Entre os dez fatores de risco mais abrangentes no planeta (veja lista abaixo), seis estão direta ou indiretamente relacionados à alimentação. Os números se referem a 2013, último para o qual o IHME compilou os dados. A pesquisa estima que 79 diferentes fatores de risco causaram a morte de 30 milhões de pessoas em 188 países analisados.
A hipertensão lidera o ranking dos fatores de risco desde 1990, mas seu impacto na mortalidade ainda cresceu 50% desde então.
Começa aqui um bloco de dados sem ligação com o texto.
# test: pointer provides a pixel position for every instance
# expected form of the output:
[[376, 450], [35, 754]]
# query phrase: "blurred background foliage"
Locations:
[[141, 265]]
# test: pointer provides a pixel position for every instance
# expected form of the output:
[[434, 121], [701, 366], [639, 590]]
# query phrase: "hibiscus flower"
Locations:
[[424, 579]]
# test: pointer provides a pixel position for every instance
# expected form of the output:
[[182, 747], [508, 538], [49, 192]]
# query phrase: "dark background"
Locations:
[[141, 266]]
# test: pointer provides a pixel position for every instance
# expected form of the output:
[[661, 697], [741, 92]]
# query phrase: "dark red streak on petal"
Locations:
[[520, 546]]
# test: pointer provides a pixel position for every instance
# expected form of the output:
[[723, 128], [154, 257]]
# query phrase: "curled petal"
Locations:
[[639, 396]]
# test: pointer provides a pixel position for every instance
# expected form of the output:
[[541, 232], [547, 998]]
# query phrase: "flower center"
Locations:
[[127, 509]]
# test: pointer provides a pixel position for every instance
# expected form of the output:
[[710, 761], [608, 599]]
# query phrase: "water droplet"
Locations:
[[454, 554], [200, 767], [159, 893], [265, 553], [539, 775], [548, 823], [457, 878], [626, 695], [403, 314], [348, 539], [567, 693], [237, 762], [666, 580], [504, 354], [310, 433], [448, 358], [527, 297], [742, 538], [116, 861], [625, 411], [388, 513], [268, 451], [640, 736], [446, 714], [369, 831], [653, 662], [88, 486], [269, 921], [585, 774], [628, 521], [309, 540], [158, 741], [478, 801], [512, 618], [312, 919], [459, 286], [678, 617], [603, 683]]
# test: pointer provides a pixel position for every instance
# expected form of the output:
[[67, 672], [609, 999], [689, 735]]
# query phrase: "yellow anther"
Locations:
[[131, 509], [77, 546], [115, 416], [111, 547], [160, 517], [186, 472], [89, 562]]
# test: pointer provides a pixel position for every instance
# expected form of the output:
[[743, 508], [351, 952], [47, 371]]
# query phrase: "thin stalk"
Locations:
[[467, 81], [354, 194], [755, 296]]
Em 2013, 10 milhões de mortes no planeta podem ser diretamente atribuídas a esse fator de risco, afirma o IHME. A lista difere um pouco entre as populações dos dois sexos, com o consumo de álcool e cigarro tendo um impacto maior entre homens.
Problemas respiratórios
A lista global também se destaca por três dos dez maiores fatores de risco estarem associados a problemas respiratórios. O tabagismo e dois tipos de poluição são listados: a poluição atmosférica particulada geral e a poluição doméstica por uso de lenha e carvão e forno e lareiras. Juntos, esses três fatores são juntos responsáveis por mais de 10 milhões de mortes anuais.
Diferenças regionais continuam existindo na lista dos fatores de risco. Na Ásia, por exemplo, a poluição do ar doméstica por uso de lenha e carvão em fornos ainda é uma das principais causas de problemas respiratórios. Na África subsaariana, a desnutrição infantil ainda está entre os maiores problemas. Na América Latina como um todo, a obesidade já supera a hipertensão como principal fator de risco.